Dans le débat sur l’influence des médias et de l’opinion publique, une question essentielle se pose : les médias façonnent-ils notre manière de penser ou se contentent-ils de refléter les préoccupations de l’opinion publique ? En réalité, ce rapport d’influence est bien plus complexe qu’il n’y paraît, notamment parce qu’un troisième acteur entre en jeu : les entités politiques et commerciales, qui tentent d’influer sur le traitement médiatique pour orienter l’opinion à leur avantage.

Un équilibre entre ce qui intéresse l’opinion et ce que certains acteurs veulent voir mis en avant.

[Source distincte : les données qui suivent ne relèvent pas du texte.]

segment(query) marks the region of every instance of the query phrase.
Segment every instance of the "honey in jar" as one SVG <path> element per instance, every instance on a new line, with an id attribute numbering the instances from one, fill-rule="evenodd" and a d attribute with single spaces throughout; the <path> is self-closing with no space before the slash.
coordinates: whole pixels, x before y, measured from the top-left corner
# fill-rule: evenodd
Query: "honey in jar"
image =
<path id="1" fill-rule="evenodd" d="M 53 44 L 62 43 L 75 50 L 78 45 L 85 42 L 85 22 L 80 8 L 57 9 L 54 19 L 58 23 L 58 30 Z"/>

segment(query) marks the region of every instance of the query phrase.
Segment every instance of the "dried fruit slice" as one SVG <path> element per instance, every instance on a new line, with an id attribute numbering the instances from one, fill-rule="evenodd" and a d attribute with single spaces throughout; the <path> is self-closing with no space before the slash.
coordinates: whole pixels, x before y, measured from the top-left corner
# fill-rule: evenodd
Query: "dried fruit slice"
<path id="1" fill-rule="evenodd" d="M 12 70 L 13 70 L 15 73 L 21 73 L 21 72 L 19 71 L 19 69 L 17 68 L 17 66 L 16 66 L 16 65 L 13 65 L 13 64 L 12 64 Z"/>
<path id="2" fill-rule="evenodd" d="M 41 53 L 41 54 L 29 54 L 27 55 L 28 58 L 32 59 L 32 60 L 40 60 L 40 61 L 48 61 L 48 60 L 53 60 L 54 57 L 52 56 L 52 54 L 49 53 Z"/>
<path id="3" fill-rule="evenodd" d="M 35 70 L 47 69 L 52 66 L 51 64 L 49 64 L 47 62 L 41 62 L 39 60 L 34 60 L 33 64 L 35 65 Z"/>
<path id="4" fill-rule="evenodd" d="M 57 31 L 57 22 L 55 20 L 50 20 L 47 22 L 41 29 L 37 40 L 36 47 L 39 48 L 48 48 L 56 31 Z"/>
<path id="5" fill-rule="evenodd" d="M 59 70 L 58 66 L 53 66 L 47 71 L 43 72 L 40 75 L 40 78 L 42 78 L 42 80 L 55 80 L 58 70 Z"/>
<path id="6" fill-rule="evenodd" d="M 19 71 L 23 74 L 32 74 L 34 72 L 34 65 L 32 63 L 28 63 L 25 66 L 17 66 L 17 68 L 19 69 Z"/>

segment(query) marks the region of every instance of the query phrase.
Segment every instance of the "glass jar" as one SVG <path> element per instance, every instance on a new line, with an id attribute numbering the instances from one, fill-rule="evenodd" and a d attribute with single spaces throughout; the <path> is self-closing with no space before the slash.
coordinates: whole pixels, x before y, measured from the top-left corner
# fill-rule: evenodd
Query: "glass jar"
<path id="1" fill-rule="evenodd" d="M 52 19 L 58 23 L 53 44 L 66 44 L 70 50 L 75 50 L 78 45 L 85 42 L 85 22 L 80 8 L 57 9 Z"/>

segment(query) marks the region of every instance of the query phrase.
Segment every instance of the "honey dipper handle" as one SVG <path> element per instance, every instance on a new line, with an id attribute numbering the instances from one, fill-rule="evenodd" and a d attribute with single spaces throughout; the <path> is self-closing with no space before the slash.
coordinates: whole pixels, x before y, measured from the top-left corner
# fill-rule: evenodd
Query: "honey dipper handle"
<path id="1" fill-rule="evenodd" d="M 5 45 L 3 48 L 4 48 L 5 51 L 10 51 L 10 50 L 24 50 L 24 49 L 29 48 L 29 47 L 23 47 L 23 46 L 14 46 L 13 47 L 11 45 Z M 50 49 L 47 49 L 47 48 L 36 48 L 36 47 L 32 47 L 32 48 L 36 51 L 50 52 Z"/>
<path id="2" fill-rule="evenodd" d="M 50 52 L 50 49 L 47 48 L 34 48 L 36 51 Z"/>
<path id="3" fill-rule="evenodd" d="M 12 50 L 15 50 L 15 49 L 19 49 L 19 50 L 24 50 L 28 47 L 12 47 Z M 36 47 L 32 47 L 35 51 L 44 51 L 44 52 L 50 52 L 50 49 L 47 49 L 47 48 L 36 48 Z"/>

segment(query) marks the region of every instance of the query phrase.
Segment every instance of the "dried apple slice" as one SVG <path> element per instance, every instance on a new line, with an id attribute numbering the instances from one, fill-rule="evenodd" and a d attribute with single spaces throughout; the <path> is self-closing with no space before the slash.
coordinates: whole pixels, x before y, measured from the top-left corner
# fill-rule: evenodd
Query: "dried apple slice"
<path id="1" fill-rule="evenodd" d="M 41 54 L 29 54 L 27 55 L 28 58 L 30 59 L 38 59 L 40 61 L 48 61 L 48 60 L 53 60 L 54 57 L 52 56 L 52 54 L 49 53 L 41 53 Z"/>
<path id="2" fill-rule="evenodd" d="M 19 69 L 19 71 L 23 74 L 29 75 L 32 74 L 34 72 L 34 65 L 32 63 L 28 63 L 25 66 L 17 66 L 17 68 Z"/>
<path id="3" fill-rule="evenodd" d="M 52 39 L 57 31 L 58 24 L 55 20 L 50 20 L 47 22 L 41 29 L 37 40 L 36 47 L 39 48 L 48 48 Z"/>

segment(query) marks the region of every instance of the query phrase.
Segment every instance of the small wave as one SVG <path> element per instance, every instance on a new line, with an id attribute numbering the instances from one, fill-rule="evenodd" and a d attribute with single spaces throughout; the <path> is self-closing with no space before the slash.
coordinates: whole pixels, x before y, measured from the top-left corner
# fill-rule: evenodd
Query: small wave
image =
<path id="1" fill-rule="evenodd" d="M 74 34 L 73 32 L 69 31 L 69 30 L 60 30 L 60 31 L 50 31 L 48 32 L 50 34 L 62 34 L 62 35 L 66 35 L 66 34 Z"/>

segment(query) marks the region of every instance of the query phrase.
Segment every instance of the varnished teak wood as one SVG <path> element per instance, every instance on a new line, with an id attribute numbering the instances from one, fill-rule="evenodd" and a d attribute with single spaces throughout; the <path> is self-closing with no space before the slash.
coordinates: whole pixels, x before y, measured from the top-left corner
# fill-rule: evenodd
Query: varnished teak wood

On pourrait croire que les médias ne font que capter et retranscrire les préoccupations de la société. Qu’ils se contentent de relayer les tendances, d’analyser l’opinion et d’ajuster leur contenu en fonction des attentes de leur audience. Mais ce serait une vision naïve du processus médiatique. Les médias ne sont pas qu’un simple miroir de l’opinion, ils en sont aussi un filtre. Ils sélectionnent les sujets, les hiérarchisent et les mettent en récit. Ce cadrage n’est jamais neutre : il est le produit d’un arbitrage entre ce qui capte l’attention du public et ce que certains acteurs – politiques, économiques ou idéologiques – cherchent à imposer dans le débat public. En d’autres termes, l’histoire que l’on nous raconte est toujours une histoire éditée. Chaque information publiée passe sous le regard d’un rédacteur en chef, qui tranche : ce sujet mérite-t-il d’être porté à la connaissance du public ? Doit-on l’enterrer, le minimiser ou au contraire, le propulser au premier plan ? Cette mécanique éditoriale façonne notre perception du monde et, avec elle, la "vérité" que nous croyons connaître.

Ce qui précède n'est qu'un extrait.